NED for 21 months, stop GILOTRIF? 2 Questions to Dr West - 1271594

saralb
Posts:7

I have been living for many years in Austria (Europe) but I come originally from Iran, I am a 45y female, non smoker and we had never any cancer case in our family.
01/2014: I fell down and broke my spine; surgery showed bone metastasis in the 8. spinal column. Cancer cells were removed during surgery then spondylosis T5-T8.
01/2014 : Biopsy from lung, diagnosis: stage IV NSCLC with EGRF exon 21 (right upper lung: 2cm size)
02/2014: started GILOTRIF 40mg
02/2014: 26 cycles of radiation of spine bones
04/2014: reduction of tumour size to 1cm, no mets anywhere, even not on Spine.
08/2014: size still 1cm but reduction of SUV from 8 to 3; no mets anywhere
10/2014: surgery: upper right lung with tumour was removed (VAT lung surgery); 15 lymph nodes removed (only 1 of them was with cancer cells which we didn't see in the PET).
I didn’t do any adjuvant chemotherapy. I made a one month break with GILOTRIF because of surgery. After lot of discussions with my Onc finally I started with GILOTRIF again.
01/2015: PET showed nothing; NED
04/2015 CT (thorax, abdomen) showed nothing; NED
07/2015 CT (thorax, abdomen) showed nothing; NED
At the moment I feel well and am in a very good condition. The next CT will be at the end of November.
1) Should I take this time a PET or MR to check my body after one year (after the last PET)?
During this year I only had CT of abdomen and lung and it didn’t show anything, even on spine bones, but what about my brain?
Should I do a CT, a MR of spine and a MR of brain?
In my case, only CT every 3-4 months is ok?
2) More important question for me: What about continuing GILOTRIF? I’m concerned about the possibility of resistance to the Gilotrif occurring.
Should I stop it for a while and see if it comes again? I have fear to have mets in the brain.
Or stopping now is for nothing after taking Gilotrif for 21 months? (the resistance is already existing). I should take it and pray that nothing comes for a while?
can u please reply briefly?
Thanks

Forums

Dr Pennell
Posts: 139

Dear saralb, thank you for sharing your extraordinary story. I am very happy to hear that you are doing so well such a long time!

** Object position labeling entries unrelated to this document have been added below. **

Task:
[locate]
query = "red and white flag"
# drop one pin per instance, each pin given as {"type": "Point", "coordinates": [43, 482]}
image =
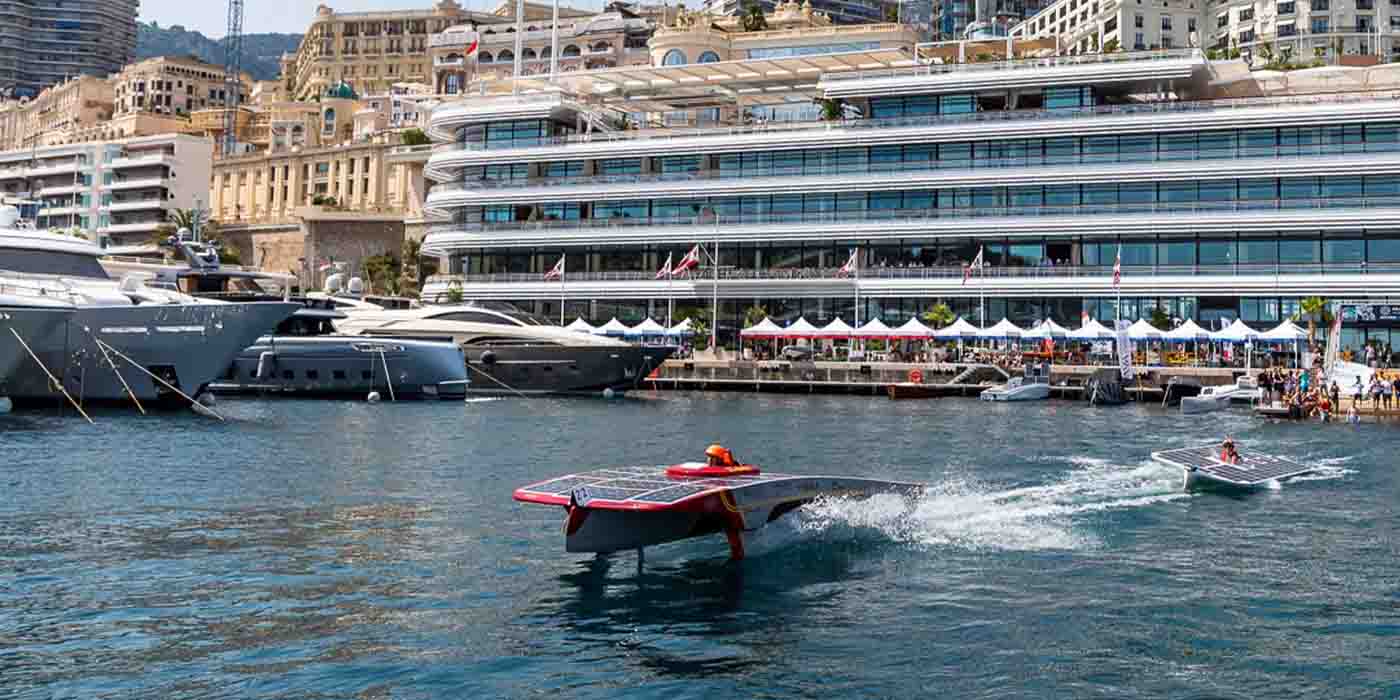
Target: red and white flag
{"type": "Point", "coordinates": [851, 265]}
{"type": "Point", "coordinates": [557, 272]}
{"type": "Point", "coordinates": [692, 259]}
{"type": "Point", "coordinates": [975, 265]}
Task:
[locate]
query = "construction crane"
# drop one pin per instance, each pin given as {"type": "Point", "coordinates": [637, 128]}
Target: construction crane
{"type": "Point", "coordinates": [233, 69]}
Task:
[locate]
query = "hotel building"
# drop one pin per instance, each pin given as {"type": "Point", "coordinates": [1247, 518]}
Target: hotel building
{"type": "Point", "coordinates": [1050, 167]}
{"type": "Point", "coordinates": [1287, 34]}
{"type": "Point", "coordinates": [119, 189]}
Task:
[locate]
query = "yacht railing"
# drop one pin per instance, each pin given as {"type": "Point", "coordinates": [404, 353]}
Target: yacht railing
{"type": "Point", "coordinates": [1231, 156]}
{"type": "Point", "coordinates": [907, 122]}
{"type": "Point", "coordinates": [924, 216]}
{"type": "Point", "coordinates": [944, 272]}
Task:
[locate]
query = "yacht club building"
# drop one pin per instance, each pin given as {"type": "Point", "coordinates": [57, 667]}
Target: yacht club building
{"type": "Point", "coordinates": [1050, 167]}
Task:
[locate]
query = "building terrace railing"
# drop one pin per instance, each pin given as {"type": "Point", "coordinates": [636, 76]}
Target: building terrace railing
{"type": "Point", "coordinates": [1229, 156]}
{"type": "Point", "coordinates": [941, 272]}
{"type": "Point", "coordinates": [907, 122]}
{"type": "Point", "coordinates": [916, 216]}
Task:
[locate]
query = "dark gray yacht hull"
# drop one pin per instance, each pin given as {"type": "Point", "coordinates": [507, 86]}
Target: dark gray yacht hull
{"type": "Point", "coordinates": [559, 370]}
{"type": "Point", "coordinates": [188, 345]}
{"type": "Point", "coordinates": [31, 324]}
{"type": "Point", "coordinates": [347, 367]}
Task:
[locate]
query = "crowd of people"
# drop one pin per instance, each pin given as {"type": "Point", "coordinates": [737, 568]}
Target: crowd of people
{"type": "Point", "coordinates": [1308, 394]}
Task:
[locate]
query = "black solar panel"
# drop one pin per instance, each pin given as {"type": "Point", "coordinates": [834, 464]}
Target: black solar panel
{"type": "Point", "coordinates": [1253, 468]}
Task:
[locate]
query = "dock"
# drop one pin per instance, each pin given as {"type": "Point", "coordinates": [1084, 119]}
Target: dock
{"type": "Point", "coordinates": [872, 378]}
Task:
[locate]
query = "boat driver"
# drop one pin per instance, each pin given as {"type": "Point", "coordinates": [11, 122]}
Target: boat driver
{"type": "Point", "coordinates": [720, 455]}
{"type": "Point", "coordinates": [1228, 454]}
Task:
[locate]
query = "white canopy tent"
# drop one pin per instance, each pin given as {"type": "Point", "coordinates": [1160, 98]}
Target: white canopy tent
{"type": "Point", "coordinates": [1091, 331]}
{"type": "Point", "coordinates": [580, 326]}
{"type": "Point", "coordinates": [912, 328]}
{"type": "Point", "coordinates": [1046, 329]}
{"type": "Point", "coordinates": [1285, 332]}
{"type": "Point", "coordinates": [872, 328]}
{"type": "Point", "coordinates": [801, 328]}
{"type": "Point", "coordinates": [1187, 332]}
{"type": "Point", "coordinates": [1236, 332]}
{"type": "Point", "coordinates": [647, 328]}
{"type": "Point", "coordinates": [765, 328]}
{"type": "Point", "coordinates": [1144, 331]}
{"type": "Point", "coordinates": [1004, 329]}
{"type": "Point", "coordinates": [956, 329]}
{"type": "Point", "coordinates": [612, 328]}
{"type": "Point", "coordinates": [835, 329]}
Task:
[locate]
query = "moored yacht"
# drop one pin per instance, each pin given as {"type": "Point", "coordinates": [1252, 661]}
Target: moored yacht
{"type": "Point", "coordinates": [304, 354]}
{"type": "Point", "coordinates": [121, 333]}
{"type": "Point", "coordinates": [517, 353]}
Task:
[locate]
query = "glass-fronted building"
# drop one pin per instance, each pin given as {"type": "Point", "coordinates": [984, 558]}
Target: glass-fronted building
{"type": "Point", "coordinates": [1052, 168]}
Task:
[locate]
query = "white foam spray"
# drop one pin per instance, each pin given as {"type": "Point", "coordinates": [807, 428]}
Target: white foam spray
{"type": "Point", "coordinates": [968, 514]}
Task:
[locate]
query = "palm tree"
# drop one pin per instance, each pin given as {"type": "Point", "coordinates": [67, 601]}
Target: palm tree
{"type": "Point", "coordinates": [753, 18]}
{"type": "Point", "coordinates": [1315, 310]}
{"type": "Point", "coordinates": [191, 219]}
{"type": "Point", "coordinates": [940, 315]}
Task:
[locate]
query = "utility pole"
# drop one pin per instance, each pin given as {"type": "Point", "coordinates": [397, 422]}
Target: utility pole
{"type": "Point", "coordinates": [233, 69]}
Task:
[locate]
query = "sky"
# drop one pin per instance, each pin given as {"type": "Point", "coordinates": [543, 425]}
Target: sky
{"type": "Point", "coordinates": [210, 17]}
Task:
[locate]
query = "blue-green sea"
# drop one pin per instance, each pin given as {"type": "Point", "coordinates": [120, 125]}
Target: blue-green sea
{"type": "Point", "coordinates": [339, 549]}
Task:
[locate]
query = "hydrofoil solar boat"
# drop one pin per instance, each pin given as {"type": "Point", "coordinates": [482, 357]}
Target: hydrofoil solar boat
{"type": "Point", "coordinates": [1203, 468]}
{"type": "Point", "coordinates": [634, 507]}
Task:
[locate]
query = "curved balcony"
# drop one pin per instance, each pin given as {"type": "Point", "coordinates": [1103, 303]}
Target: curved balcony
{"type": "Point", "coordinates": [994, 172]}
{"type": "Point", "coordinates": [1185, 217]}
{"type": "Point", "coordinates": [1154, 116]}
{"type": "Point", "coordinates": [1269, 280]}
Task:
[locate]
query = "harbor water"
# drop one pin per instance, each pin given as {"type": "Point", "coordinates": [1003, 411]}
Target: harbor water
{"type": "Point", "coordinates": [340, 549]}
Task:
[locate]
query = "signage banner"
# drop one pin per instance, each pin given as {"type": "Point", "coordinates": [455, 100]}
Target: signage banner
{"type": "Point", "coordinates": [1124, 349]}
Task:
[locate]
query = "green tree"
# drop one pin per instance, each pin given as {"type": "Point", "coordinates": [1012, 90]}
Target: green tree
{"type": "Point", "coordinates": [1315, 310]}
{"type": "Point", "coordinates": [189, 219]}
{"type": "Point", "coordinates": [753, 315]}
{"type": "Point", "coordinates": [415, 137]}
{"type": "Point", "coordinates": [1159, 319]}
{"type": "Point", "coordinates": [382, 272]}
{"type": "Point", "coordinates": [753, 20]}
{"type": "Point", "coordinates": [938, 315]}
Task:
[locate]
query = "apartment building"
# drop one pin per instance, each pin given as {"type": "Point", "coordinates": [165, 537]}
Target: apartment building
{"type": "Point", "coordinates": [119, 189]}
{"type": "Point", "coordinates": [45, 42]}
{"type": "Point", "coordinates": [172, 86]}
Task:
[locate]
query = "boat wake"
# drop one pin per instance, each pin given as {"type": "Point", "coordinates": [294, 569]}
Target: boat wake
{"type": "Point", "coordinates": [966, 514]}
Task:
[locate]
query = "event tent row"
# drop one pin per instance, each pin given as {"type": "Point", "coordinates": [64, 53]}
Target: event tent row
{"type": "Point", "coordinates": [1004, 329]}
{"type": "Point", "coordinates": [647, 328]}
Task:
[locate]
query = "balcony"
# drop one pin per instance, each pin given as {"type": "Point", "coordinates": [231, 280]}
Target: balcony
{"type": "Point", "coordinates": [938, 272]}
{"type": "Point", "coordinates": [912, 122]}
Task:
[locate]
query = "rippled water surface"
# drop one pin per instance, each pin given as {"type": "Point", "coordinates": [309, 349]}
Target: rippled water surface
{"type": "Point", "coordinates": [324, 549]}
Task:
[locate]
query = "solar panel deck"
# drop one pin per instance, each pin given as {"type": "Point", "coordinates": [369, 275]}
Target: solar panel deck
{"type": "Point", "coordinates": [1253, 468]}
{"type": "Point", "coordinates": [633, 485]}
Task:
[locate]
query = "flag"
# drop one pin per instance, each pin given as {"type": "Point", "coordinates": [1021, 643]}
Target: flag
{"type": "Point", "coordinates": [975, 265]}
{"type": "Point", "coordinates": [850, 265]}
{"type": "Point", "coordinates": [692, 259]}
{"type": "Point", "coordinates": [557, 272]}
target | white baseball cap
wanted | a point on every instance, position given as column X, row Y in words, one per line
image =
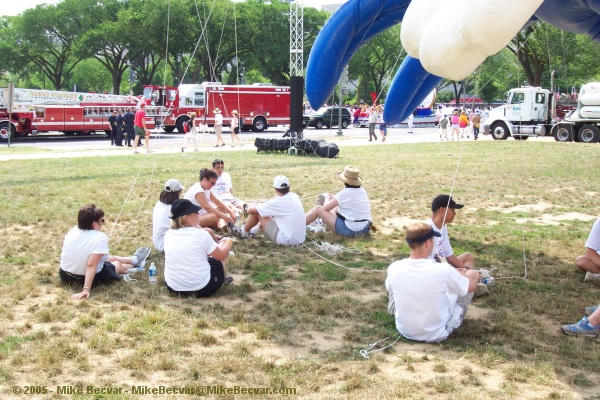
column 281, row 182
column 173, row 185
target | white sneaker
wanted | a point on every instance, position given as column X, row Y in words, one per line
column 591, row 277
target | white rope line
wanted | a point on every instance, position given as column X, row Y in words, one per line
column 365, row 352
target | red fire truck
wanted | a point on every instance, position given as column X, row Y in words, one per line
column 259, row 105
column 72, row 113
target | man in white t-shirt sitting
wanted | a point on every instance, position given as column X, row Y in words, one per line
column 428, row 299
column 85, row 259
column 590, row 261
column 282, row 218
column 222, row 189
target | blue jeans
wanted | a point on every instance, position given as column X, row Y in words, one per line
column 342, row 229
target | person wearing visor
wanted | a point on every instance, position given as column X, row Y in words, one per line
column 428, row 299
column 194, row 262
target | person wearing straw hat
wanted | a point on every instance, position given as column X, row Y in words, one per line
column 219, row 127
column 428, row 299
column 235, row 128
column 348, row 213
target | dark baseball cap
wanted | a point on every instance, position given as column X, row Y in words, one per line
column 443, row 200
column 183, row 207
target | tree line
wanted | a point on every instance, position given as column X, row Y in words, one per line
column 108, row 45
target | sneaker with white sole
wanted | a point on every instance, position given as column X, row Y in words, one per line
column 237, row 231
column 590, row 310
column 142, row 254
column 591, row 277
column 582, row 328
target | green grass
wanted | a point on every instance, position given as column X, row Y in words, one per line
column 292, row 318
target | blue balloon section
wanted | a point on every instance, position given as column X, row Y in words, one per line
column 358, row 21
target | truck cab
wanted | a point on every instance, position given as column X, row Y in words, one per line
column 525, row 114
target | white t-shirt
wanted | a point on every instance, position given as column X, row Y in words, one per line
column 160, row 224
column 79, row 244
column 191, row 196
column 186, row 258
column 354, row 206
column 425, row 293
column 288, row 214
column 442, row 245
column 593, row 241
column 222, row 189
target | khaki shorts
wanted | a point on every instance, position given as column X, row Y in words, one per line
column 272, row 230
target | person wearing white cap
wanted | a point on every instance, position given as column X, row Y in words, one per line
column 348, row 213
column 235, row 128
column 282, row 218
column 162, row 210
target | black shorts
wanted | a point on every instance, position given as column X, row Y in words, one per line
column 217, row 276
column 104, row 276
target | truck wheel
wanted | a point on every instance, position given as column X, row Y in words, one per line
column 500, row 131
column 563, row 133
column 259, row 124
column 589, row 134
column 5, row 128
column 179, row 124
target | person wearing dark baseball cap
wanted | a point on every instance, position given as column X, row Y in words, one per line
column 194, row 262
column 427, row 299
column 444, row 209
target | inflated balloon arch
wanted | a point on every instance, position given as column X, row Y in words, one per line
column 443, row 39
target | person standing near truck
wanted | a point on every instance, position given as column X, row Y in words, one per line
column 140, row 129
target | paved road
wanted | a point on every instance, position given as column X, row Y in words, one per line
column 61, row 146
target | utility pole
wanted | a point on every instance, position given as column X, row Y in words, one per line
column 296, row 67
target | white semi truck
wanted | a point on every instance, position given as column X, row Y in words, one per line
column 532, row 111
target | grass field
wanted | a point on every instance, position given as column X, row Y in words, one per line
column 292, row 319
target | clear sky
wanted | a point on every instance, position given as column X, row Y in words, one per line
column 12, row 7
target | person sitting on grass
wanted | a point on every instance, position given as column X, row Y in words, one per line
column 85, row 259
column 200, row 194
column 282, row 218
column 588, row 326
column 194, row 262
column 348, row 213
column 590, row 261
column 222, row 189
column 428, row 299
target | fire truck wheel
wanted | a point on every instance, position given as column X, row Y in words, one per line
column 259, row 124
column 588, row 134
column 5, row 127
column 563, row 133
column 500, row 131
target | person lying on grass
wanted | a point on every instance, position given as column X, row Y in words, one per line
column 85, row 259
column 428, row 299
column 348, row 213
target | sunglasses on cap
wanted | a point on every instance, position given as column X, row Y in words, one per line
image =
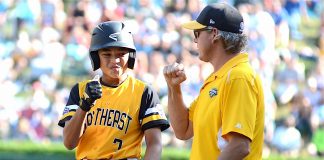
column 197, row 31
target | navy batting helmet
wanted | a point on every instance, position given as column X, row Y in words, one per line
column 111, row 34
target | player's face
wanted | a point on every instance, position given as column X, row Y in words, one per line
column 113, row 62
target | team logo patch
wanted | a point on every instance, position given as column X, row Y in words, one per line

I am sorry that I (and the other doctors on this site) cannot give you medical advice as to what you should do in regards to scans or treatment.

However, you ask a very important question which we can discuss, which is what to do when there is no evidence of cancer for a long time on a therapy like afatinib (Gilotrif)? Is it ever OK to stop it or should patients remain on it indefinitely?

The short answer is that we don't know when or if it is ever OK to stop. This needs to be a very individual decision between a patient and their doctor, taking into account the likelihood of recurrence and the burden of continuing. If a patient has few or no side effects and the cost of the medication is not an issue, I can't think of too many good reasons to stop. I have had patients who have been on another EGFR drug (Tarceva) for many years who recurred after stopping for one reason or another, so I know this is possible. As for the question about developing resistance, we don't know if intermittent dosing (stopping and restarting) would have any effect on resistance emerging and so the standard recommendation is to continue without break until progression.

If on the other hand the side effects detract from a patient's quality of life or the cost is doing the same (known as "financial toxicity"), then stopping might be something that could be considered. If the drug were stopped though I would want to do very careful surveillance to monitor for recurrence, and the patient would have to acknowledge that recurrence was a distinct possibility. Drugs like Gilotrif do not "cure" metastatic lung cancer, although some patients can have long term control.

I'm sorry if that isn't the answer you were looking for, but really there is no right answer for everyone here and what to do really depends a lot on what you, the patient, want to do.